Re: Strange network/socket anomalies since about a month
- In reply to: Alexander Leidinger : "Strange network/socket anomalies since about a month"
- Go to: [ bottom of page ] [ top of archives ] [ this month ]
Date: Mon, 22 Apr 2024 15:35:16 UTC
On Apr 22, 2024, at 3:26 AM, Alexander Leidinger <Alexander@Leidinger.net> wrote:
> Hi,
> 
> I see a higher failure rate of socket/network related stuff since a while. Those failures are transient. Directly executing the same thing again may or may not result in success/failure. I'm not able to reproduce this at will. Sometimes they show up.
> 
> Examples:
> - poudriere runs with the sccache overlay (like ccache but also works for rust) sometimes fail to create the communication socket and as such the build fails. I have 3 different poudriere bulk runs after each other in my build script, and when the first one fails, the second and third still run. If the first fails due to the sccache issue, the second and 3rd may or may not fail. Sometimes the first fails and the rest is ok. Sometimes all fail, and if I then run one by hand it works (the script does the same as the manual run, the script is simply a "for type in A B C; do; poudriere bulk -O sccache -j $type -f  ${type}.pkglist; done" which I execute from the same shell, and the script doesn't do env-sanityzing).

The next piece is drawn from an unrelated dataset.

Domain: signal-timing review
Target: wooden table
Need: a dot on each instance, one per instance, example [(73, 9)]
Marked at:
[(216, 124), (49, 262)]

> - A webmail interface (inet / local net -> nginx (rev-proxy) -> nginx (webmail service) -> php -> imap) sees intermittent issues sometimes. Opening the same email directly again afterwards normally works. I've also seen transient issues with pgp signing (webmail interface -> gnupg / gpg-agent on the server), simply hitting send again after a failure works fine.
> 
> Gleb, could this be related to the socket stuff you did 2 weeks ago? My world is from 2024-04-17-112537. I do notice this since at least then, but I'm not sure if they where there before that and I simply didn't notice them. They are surely "new recently", that amount of issues I haven's seen in January. The last two updates of current I did before the last one where on 2024-03-31-120210 and 2024-04-08-112551.
> 
> I could also imagine that some memory related transient failure could cause this, but with >3 GB free I do not expect this. Important here may be that I have https://reviews.freebsd.org/D40575 in my tree, which is memory related, but it's only a metric to quantify memory fragmentation.
> 
> Any ideas how to track this down more easily than running the entire poudriere in ktrace (e.g. a hint/script which dtrace probes to use)?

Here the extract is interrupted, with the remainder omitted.